Böylece şehirdeki gecekondulaşma büyük bir hız kazanmıştır. Kaçak olarak hazine veya özel arazilere yapılan bu binalar, kısa sürede ve düşük kalitede yapılır. Türkiye’nin en büyük şehirleri arasında bulunan Ankara ve İzmir’de bu yapılar yaygındır. Gecekondular, çarpık kentleşmeye büyük ölçüde neden olmaktadır.

İstanbul İlinin 2015 yılı Tüik verilerine göre toplam 14.657.434 kişilik nüfusa sahiptir. (Tuik,2015)
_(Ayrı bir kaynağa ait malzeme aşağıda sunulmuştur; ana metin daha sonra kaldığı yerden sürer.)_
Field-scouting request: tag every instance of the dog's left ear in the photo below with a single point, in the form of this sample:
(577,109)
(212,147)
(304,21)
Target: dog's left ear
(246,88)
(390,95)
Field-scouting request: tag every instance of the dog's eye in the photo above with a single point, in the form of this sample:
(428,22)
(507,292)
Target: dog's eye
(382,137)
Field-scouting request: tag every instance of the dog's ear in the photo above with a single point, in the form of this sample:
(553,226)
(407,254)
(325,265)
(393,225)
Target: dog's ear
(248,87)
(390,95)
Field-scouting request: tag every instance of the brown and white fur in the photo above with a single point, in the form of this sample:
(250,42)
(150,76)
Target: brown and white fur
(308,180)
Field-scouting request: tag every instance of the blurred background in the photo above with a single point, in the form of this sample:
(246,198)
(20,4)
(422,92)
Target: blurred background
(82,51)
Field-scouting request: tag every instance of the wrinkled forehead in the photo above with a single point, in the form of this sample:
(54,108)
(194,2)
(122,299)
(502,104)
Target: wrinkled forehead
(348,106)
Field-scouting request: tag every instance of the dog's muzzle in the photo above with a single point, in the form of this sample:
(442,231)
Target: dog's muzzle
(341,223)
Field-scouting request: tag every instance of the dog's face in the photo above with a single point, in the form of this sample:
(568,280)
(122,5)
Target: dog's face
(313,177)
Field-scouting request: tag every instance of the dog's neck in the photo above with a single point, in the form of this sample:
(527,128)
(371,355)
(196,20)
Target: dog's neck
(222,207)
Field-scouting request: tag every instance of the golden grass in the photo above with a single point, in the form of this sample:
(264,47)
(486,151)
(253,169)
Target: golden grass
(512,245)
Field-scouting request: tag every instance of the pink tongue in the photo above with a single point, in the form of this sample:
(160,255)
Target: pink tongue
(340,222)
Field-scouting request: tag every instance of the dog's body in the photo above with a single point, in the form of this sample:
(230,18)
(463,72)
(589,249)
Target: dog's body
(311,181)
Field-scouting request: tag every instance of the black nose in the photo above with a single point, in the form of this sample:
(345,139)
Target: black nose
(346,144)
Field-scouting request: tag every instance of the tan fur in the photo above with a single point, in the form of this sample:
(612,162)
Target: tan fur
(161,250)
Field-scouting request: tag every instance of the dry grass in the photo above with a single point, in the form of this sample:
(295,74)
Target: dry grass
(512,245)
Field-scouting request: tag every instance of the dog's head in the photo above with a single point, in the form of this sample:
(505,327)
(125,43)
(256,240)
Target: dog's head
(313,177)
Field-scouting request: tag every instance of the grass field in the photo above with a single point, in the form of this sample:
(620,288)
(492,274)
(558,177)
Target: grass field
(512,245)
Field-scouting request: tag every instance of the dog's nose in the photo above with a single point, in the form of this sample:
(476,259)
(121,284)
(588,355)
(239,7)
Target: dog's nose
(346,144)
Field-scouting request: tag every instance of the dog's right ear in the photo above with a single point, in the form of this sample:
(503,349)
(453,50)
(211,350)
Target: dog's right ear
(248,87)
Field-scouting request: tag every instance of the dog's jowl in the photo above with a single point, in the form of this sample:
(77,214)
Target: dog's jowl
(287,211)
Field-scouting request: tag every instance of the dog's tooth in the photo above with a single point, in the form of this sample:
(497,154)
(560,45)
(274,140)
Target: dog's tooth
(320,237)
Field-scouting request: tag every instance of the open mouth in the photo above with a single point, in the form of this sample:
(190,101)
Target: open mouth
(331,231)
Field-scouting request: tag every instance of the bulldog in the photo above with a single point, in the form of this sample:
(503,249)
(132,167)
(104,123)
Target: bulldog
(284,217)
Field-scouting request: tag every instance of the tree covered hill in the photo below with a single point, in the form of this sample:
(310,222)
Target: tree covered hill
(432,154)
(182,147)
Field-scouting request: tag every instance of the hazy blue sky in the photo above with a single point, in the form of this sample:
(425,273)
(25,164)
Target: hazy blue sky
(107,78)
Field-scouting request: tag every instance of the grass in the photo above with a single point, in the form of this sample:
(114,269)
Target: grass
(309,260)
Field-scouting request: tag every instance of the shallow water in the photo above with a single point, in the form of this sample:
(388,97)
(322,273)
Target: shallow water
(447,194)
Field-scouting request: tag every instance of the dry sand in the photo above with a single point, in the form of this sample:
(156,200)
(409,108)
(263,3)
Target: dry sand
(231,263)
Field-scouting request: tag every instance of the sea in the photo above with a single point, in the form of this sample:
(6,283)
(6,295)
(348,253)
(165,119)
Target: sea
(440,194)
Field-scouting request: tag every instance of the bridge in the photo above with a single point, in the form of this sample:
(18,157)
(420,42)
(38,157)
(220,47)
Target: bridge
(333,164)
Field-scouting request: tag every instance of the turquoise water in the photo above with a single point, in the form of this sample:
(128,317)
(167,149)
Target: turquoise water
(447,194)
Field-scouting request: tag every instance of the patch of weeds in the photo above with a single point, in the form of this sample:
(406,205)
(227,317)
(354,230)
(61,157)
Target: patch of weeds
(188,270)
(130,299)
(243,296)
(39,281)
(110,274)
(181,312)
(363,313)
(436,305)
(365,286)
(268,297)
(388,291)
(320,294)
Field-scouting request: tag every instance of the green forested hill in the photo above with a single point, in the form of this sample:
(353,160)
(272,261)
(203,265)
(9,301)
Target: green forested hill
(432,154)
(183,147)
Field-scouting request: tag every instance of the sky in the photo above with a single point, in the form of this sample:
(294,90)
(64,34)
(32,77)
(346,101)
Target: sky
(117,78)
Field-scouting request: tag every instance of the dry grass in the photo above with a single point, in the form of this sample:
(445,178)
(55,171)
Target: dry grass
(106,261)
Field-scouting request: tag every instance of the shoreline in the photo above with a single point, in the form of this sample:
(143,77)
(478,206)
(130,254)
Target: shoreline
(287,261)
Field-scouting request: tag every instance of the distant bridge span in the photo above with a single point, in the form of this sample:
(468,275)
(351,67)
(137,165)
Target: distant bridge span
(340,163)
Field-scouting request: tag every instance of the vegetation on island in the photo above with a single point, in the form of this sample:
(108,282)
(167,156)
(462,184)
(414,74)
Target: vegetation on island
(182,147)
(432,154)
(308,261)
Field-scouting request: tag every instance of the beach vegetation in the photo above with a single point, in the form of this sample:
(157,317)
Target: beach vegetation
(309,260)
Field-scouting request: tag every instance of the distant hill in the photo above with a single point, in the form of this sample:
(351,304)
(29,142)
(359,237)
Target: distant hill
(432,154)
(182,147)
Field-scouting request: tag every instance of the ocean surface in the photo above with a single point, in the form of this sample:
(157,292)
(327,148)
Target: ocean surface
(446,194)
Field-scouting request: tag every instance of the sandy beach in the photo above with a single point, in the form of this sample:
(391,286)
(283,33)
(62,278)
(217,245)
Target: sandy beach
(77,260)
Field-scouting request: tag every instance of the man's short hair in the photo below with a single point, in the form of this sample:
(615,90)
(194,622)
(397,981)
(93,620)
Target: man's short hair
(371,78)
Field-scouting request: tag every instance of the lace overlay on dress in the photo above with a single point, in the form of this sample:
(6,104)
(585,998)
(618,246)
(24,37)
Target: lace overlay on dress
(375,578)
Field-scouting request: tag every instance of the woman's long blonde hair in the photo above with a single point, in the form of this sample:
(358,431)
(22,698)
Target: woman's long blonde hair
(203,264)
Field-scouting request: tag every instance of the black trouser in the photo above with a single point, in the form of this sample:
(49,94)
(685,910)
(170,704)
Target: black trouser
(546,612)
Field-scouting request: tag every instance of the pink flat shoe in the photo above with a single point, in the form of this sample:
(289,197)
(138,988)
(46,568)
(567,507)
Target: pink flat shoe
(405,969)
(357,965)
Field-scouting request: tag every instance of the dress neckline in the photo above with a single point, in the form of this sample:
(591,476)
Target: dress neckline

Tablo 1. İstanbul İli Nüfus ve nüfus Yoğunluğu

2. PLANLAMA ALANINA İLİŞKİN BİLGİLER

2.1. PLANLAMA ALANIN TANIMI

Planlama alanı İstanbul İli, Sultangazi İlçesi sınırları içerisindedir.

Sultangazi İlçesi, 06.03.2008 Kabul Tarih; 22.03.2008 26284 Mükerrer Resmi Gazete Tarihli 5747 Sayılı Büyükşehir Belediyesi Sınırları İçerisinde İlçe Kurulması Ve Bazı Kanunlarda Değişiklik Yapılması Hakkında Kanun ile kurulmuştur. Sultangazi ilçesi 5747 Sayılı Kanun ile Gaziosmanpaşa İlçesi`nden ayrılarak kurulmuştur.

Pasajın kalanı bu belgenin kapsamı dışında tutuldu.